Culver returned to Cedar Rapids, Iowa, where he had grown up, in 1963. He was elected to represent Iowa’s 2nd Congressional District after defeating the Republican incumbent James Bromwell during the 1964 Democratic landslide. During his decade in the House, he served on the foreign relations and government operations committees, among others.
He also served on the House Un-American Activities Committee, which investigated allegations of Communist ties against citizens. Culver was critical of its methods and wrote dissenting opinions for every committee report. He said he found the work satisfying because he considered himself a defender of civil liberties.
Culver was among the few House members who voted against a 1967 bill to make flag burning a federal crime with stiff penalties — an issue that inflamed passions during massive protests against the Vietnam War. He said in a speech later that it was among the most important votes he ever cast because it made other difficult votes throughout his career “relatively easy from that point on.”
“After studying the legislation, I realized I had to choose which fork in the road I would travel, because my conscience and my constituency were clearly in conflict,” Culver said years later. “I was convinced that, although most distasteful to me, the burning of the American flag was protected speech under the U.S. Constitution.”
Culver won the election to replace retiring Democratic Sen. Harold Hughes in 1974. He was a supporter of the SALT treaty in which the U.S. and the Soviet Union agreed to limit their nuclear stockpiles. He also wrote the resolution that established the so-called Culver Commission, a panel that helped modernize the Senate’s procedures.
Grassley, then a congressman, handily defeated Culver after a hard-fought 1980 campaign. Aides said Culver was proud to have defended, not obscured, his liberal voting record amid a conservative movement that put Ronald Reagan and other Republicans in power.
Former Iowa Gov. Tom Vilsack called Culver a “strong voice who worked tirelessly” to represent the state.
“While holding his progressive values passionately, John Culver had the capacity to see compromise when it would be in the best interest of Iowa and the United States,” said Vilsack, a fellow Democrat.

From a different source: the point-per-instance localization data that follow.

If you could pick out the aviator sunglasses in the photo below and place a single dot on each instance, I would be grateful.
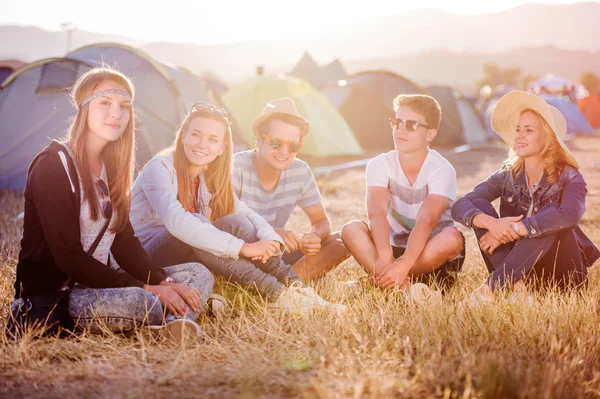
(274, 143)
(409, 125)
(222, 112)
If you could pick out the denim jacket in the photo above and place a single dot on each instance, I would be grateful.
(155, 207)
(555, 206)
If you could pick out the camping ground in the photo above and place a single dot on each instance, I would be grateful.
(382, 347)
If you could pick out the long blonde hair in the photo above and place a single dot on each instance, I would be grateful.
(217, 174)
(553, 154)
(118, 155)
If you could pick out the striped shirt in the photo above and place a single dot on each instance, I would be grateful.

After leaving office, Culver practiced law in Washington and was co-author of a biography about Henry Wallace, the Iowa farmer who served as agriculture secretary and vice president. He maintained ties to Harvard as an advisory committee member for its Institute of Politics, where he served as interim director in 2010 and has a namesake scholarship.
Simpson College in Indianola, Iowa, established the John C. Culver Public Policy Center to promote civic engagement.
Culver is survived by his wife Mary Jane Cheechi, five children and eight grandchildren. He will be buried in McGregor in northeast Iowa, where he owned a home.